1500 Haberer versammeln sich 2009 zur "Abrechnung" mit dem Innenministerium und dem Bauernpräsidenten. Eigentlich aber sollte für gesunde Lebensmittel demonstriert werden. -Foto: Nöbauer

Haberfeldtreiben 2009

Protest gegen gentechnik-manipuliertes Saatgut: Von links Lisa Munz (Reichertshofen) und Dr. Peter Bernhart (Hög/beide Lkr. Ingolstadt) mit Fahnenschwinger Jörg Lochbrunner (Markt Rettenberg/Allgäu). -Foto:Nöbauer

Am 13.11.2009 fand in Ruhstorf an der Rott das zweite Haberfeldtreiben statt, zu dem über 1500 Leute mit zwei Dutzend Bussen vom Fichtelgebirge bis zum Boden- und Königssee ins untere Rottal angereist sind.

Ursprünglich war das Haberfeldtreiben als Kundgebung für gesunde gentechnikfreie Lebensmittel aus bäuerlicher Hand, als Widerstand gegen die industrialisierte Landwirtschaft und als Kampf gegen den Ausverkauf von Bauernhöfen samt Feldern geplant. Doch nachdem der bayerische Innenminister Joachim Herrmann sich mit scharfen Worten gegen das Haberfeldtreiben gewandt hatte, forderten sie nicht nur eine öffentliche Entschuldigung des Innenministers, sondern auch dessen sofortigen Rücktritt.
Herrmann stellte die Protestaktion der Bauern sogar in einen Zusammenhang mit den Nationalsozialisten: „Das hat nichts mit bayerischer Kultur und bayerischem Brauchtum zu tun, das ist nur eine persönliche Verunglimpfung und Diffamierung in einem Jargon, der das politische Klima in Deutschland in der Weimarer Republik vergiftet und letztlich dem Nationalsozialismus den Boden bereitet hat.“ Er kritisierte den Stil der Haberer und deren Sprache, die nichts mehr mit einer demokratischen Streitkultur zu tun habe. Auch passten mittelalterliche Rügegerichte nicht in das 21. Jahrhundert. Vor allem sollte aber die Privatsphäre von Personen des öffentlichen Lebens tabu bleiben, forderte der Innenminister weiter.
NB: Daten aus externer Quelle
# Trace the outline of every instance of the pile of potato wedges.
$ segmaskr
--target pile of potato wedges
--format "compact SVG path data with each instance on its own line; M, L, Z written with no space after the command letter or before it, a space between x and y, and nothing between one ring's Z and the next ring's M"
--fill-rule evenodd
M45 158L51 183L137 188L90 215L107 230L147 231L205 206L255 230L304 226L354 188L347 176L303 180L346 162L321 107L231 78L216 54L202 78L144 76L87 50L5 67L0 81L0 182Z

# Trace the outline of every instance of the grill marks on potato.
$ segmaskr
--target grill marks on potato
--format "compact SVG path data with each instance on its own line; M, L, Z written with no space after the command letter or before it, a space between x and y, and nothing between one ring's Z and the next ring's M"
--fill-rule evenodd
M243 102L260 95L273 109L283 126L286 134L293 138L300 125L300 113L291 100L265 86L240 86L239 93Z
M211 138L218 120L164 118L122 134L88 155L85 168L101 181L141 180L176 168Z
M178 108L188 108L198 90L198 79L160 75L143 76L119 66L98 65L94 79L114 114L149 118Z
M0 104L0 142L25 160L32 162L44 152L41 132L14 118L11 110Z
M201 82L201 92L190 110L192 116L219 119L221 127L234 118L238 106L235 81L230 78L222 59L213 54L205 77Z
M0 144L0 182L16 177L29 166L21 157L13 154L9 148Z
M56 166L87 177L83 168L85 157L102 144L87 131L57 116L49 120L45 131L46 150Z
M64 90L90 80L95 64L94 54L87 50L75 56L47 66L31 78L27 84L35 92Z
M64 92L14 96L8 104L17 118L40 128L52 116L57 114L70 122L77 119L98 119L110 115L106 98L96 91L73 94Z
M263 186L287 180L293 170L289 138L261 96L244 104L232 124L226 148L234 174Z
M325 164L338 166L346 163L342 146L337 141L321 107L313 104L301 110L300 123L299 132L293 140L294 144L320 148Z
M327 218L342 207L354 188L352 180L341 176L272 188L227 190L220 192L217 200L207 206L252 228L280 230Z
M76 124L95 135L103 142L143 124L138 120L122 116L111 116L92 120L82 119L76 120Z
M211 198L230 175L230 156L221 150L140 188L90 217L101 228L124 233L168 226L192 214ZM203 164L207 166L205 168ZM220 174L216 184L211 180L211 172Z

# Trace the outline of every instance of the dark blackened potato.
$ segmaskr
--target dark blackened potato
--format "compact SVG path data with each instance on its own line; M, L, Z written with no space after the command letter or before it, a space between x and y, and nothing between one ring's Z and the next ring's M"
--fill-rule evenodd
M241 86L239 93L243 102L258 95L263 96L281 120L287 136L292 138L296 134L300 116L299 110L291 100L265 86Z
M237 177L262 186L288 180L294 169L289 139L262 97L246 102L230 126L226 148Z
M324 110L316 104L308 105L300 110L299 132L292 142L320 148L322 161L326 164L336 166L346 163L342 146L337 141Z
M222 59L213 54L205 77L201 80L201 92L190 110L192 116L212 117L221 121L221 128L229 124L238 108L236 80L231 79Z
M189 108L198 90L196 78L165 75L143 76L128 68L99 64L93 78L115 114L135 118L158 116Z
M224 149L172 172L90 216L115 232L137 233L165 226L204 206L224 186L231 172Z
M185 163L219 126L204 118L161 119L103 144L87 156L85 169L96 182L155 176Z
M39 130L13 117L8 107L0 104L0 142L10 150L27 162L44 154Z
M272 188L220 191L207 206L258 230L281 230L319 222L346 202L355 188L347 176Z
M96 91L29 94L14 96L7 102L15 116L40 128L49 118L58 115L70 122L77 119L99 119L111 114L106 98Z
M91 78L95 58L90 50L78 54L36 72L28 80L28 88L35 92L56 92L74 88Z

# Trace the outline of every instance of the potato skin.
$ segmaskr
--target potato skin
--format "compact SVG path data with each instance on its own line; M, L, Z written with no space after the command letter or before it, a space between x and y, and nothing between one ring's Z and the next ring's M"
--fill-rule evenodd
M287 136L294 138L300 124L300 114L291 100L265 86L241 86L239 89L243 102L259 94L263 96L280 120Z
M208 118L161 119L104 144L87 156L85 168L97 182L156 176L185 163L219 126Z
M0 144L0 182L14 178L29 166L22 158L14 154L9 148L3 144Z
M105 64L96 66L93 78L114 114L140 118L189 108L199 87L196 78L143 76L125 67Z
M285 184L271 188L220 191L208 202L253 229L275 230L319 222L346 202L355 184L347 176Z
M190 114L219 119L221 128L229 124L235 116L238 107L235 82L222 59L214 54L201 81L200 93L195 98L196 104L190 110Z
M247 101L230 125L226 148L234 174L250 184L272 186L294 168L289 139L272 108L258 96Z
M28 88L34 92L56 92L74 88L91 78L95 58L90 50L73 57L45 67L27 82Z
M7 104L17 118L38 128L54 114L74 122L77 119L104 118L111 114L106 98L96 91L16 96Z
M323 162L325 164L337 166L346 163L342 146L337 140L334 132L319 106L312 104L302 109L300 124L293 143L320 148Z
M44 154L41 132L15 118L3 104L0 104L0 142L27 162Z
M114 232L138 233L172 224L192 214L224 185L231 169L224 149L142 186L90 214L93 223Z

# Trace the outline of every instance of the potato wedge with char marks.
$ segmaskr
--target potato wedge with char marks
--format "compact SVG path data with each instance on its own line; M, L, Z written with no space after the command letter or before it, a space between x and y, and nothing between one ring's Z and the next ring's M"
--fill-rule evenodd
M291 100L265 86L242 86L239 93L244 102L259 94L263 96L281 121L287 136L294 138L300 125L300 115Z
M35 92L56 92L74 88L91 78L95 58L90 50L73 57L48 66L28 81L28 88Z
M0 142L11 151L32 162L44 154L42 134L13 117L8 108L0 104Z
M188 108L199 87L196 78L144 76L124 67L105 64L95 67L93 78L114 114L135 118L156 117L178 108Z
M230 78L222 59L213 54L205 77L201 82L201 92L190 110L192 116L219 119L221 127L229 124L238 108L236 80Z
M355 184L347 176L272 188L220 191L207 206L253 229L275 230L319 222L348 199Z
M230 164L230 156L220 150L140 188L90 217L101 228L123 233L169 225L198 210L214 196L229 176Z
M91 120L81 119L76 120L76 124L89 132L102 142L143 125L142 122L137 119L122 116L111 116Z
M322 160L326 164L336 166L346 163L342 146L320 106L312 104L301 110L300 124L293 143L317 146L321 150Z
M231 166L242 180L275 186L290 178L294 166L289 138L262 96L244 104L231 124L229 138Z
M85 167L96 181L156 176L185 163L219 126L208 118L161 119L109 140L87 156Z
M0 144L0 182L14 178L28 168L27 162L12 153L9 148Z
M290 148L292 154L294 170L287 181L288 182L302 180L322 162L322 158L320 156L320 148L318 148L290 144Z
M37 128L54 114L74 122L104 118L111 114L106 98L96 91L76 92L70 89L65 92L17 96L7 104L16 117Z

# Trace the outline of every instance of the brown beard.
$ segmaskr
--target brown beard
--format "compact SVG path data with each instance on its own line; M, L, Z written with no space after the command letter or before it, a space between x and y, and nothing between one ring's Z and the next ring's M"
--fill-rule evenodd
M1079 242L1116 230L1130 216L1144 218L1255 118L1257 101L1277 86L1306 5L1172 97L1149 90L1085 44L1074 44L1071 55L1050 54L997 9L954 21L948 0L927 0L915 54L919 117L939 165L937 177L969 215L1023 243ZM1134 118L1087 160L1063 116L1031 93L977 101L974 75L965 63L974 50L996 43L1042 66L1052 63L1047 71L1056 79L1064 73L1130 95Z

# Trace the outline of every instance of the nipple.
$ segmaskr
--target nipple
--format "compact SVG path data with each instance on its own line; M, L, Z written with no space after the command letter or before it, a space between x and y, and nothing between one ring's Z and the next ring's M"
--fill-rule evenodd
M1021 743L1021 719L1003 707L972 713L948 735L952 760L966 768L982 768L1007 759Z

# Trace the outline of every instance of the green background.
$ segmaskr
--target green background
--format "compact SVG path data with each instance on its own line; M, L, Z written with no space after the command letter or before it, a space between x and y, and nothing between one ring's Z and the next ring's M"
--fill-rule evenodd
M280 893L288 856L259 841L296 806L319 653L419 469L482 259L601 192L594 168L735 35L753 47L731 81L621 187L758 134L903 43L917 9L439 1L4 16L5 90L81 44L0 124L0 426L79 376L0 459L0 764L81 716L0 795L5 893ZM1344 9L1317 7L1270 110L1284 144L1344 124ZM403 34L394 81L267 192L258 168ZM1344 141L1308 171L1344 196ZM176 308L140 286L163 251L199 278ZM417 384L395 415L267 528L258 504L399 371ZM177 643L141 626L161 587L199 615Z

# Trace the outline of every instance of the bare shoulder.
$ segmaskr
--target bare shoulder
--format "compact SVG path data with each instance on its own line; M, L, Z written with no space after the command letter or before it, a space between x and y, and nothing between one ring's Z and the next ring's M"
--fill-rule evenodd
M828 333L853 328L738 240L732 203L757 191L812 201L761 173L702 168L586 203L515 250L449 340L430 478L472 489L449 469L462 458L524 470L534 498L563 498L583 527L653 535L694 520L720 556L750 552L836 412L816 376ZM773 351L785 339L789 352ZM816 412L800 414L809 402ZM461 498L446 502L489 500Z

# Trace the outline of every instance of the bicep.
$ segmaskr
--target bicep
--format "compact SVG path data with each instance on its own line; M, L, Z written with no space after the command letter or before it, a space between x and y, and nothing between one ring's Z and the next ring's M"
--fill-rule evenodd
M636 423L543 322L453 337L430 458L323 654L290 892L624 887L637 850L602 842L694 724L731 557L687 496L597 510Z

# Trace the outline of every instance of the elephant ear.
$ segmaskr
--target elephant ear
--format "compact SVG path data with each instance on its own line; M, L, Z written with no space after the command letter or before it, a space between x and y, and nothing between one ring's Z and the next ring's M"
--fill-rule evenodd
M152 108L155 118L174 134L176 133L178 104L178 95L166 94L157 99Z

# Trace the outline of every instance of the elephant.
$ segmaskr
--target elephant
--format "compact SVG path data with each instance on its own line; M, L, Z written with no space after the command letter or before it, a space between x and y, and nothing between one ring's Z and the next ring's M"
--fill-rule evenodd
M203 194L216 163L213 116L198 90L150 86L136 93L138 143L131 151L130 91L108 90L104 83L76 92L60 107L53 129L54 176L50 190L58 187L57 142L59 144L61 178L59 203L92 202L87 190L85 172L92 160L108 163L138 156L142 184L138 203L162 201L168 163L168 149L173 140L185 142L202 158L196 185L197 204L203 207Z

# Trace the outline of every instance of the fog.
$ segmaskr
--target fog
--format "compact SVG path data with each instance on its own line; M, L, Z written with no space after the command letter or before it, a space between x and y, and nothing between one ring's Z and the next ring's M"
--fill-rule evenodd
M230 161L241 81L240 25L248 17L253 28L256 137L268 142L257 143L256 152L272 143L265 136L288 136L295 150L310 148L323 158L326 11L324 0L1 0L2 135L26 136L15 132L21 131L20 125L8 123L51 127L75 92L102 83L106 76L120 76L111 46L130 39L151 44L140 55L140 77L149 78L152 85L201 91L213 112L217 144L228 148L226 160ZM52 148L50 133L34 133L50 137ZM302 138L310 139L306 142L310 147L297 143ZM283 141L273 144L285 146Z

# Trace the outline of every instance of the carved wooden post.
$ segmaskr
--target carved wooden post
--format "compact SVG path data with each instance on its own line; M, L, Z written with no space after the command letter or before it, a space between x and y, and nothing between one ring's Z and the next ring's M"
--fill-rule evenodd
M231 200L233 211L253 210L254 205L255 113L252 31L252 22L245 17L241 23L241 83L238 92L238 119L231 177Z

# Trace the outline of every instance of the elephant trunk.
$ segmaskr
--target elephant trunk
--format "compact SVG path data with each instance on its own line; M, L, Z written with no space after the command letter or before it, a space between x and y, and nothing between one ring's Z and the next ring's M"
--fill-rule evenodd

Die unerwartet große Bauernschar mit Fackelträgern, jeder Menge Lärminstrumenten und Protestplakaten wurde von einer 50-Mann Blaskapelle begleitet und zog erst gegen 21 Uhr ins neue Ruhstorfer Marktzentrum. Dort prangerten dann AbL-Repräsentanten sowie Redner der Co-Organisation „Interessengemeinschaft für gesunde Tierhaltung“ (IGGT) in ihren Reden die Ungerechtigkeiten für den gesamten Bauernstand an.

Neben der Kritik an dem Innenminister Joachim Herrmann wurde auch, wie schon im Jahr 2008, Unmut über den Präsidenten des Bayerischen und Deutschen Bauernverbands, Gerd Sonnleitner zum Ausdruck gebracht.

Das Haberfeldtreiben soll auch 2010 wieder stattfinden.

Kritik

Bauernpräsident Gerd Sonnleitner verurteilte das von protestierenden Bauern durchgeführte Haberfeldtreiben scharf und lehnt diese Form der Aueinandersetzung ab. „Wenn man sich mit der Geschichte des Haberfeldtreibens beschäftigt, so war das nie edles Brauchtum, sondern immer schon als hinterhältig und gemein verschrien“, so Sonnleitner. Da es im Zuge des Haberfeldtreibens häufig zu kriminellen Handlungen gekommen ist, wurde es früher streng geahndet und verboten. Der Bauernverband selbst kristisiert die Form des Protestes ebenfalls. Eine „normale“ Demonstration sei in Ordnung, aber ein Rügegericht, das früher unter Strafe stand und oft ausartend gegen unverheiratete Schwangere eingesetzt wurde, könne nicht geduldet werden.

Auch der Kreisobmann des Bayerischen Bauernverbandes (BBV), Ludwig Danner, verurteilte das Haberfeldtreiben, das 2009 in Ruhstorf stattgefunden hatte. Im Rahmen der Herbstkreisversammlung der Obmänner in Passau bezeichnete er das Haberfeldtreiben als „Schaden für die Bauern“. Durch solche Aktionen sieht er das Ansehen der Landwirtschaft gefährdet. Die Bauern sollten sich nicht auseinander dividieren lassen, sondern positive Signale aussenden.